House prices in Portugal are overvalued by20%, according to the IMF.
As the growth of housing prices weakens, the International Monetary Fund (IMF) is urging banks to prepare for potential defaults on mortgage loans. The IMF believes that housing prices in Portugal are overvalued by 20%, even though they are declining. IMF Director for Europe Alfred Kammer stated that in Portugal, "housing prices are overvalued by about 20%." He noted that this trend is observed "in several European real estate markets." Kammer warned that there is a risk that the correction in real estate prices could happen more quickly, and there is a slowdown in the growth of housing prices.
The impact of the COVID-19 crisis and the war in Ukraine, triggered by the Russian invasion, has led to a sharp rise in housing prices in Portugal, driven by a supply shortage, rising construction costs, licensing restrictions, and inflationary pressures. This high inflation has resulted in a series of interest rate hikes in recent months as part of the European Central Bank's (ECB) tight monetary policy aimed at achieving a 2% inflation target (while current rates are around 4% in the eurozone and Portugal) to ensure price stability. Kammer warned of "risks to financial stability." He noted that banks in Europe and Portugal are strong but must prepare for situations where mortgage borrowers face income issues. In Portugal, interest rates quickly affect those with loans, as 90% of mortgage loans have a variable interest rate, so banks need to prepare for a greater number of families in difficult situations.

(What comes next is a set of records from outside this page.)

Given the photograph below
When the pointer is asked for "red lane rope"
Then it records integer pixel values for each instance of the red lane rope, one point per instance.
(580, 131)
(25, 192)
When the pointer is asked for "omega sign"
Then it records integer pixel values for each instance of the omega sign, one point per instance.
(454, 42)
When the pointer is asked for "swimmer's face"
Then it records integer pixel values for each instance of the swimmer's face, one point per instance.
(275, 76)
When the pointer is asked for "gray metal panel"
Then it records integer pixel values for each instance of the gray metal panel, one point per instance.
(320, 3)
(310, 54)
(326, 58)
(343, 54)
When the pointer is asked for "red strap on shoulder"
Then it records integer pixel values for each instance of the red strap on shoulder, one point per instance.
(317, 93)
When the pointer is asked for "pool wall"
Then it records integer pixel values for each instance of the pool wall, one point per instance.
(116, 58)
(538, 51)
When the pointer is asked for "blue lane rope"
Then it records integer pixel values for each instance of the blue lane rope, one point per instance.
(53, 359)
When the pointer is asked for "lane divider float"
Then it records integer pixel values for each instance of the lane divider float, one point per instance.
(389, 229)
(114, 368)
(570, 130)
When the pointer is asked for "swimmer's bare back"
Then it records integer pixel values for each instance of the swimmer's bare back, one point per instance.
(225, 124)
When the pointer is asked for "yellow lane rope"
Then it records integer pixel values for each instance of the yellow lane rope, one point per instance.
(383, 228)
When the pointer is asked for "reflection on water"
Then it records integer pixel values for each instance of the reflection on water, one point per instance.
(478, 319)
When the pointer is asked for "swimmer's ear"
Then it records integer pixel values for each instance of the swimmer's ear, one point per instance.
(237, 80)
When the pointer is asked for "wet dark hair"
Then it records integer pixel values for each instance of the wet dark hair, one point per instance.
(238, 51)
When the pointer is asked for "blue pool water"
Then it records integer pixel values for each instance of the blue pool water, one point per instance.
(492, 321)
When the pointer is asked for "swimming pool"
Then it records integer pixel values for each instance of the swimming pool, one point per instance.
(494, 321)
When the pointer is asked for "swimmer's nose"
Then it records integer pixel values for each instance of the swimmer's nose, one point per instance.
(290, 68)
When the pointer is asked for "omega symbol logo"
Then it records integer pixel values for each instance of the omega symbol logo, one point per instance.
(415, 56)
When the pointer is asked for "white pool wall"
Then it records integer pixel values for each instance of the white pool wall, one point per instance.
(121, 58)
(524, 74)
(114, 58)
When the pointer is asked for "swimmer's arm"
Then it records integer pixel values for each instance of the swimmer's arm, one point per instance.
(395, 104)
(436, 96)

The profitability of the banking sector continues to grow in the first half of the year, according to data from the Bank of Portugal, which also indicates an increase in risky housing loans in the second quarter of this year. Kammer acknowledged the housing crisis in the country and believes that "the most concerning issue is the affordability of housing and rentals." He concluded that this is a problem as it has implications for growth. He pointed out that young people, for example, do not have the financial means to rent housing in city centers, and this is a social issue that is more widespread across Europe. The IMF director for Europe also acknowledged that Portugal could be one of the eurozone countries most affected by rising interest rates, as "it has a high percentage of variable-rate mortgages," leading to a quicker transmission of monetary policy. This position emerged after the Portuguese government approved a new mechanism at the end of September to ensure family stability, expanded interest subsidies, and extended the suspension of repayment fees. Changes to legislation regarding rentals, short-term accommodations, vacant properties, and taxes were also adopted at the end of September.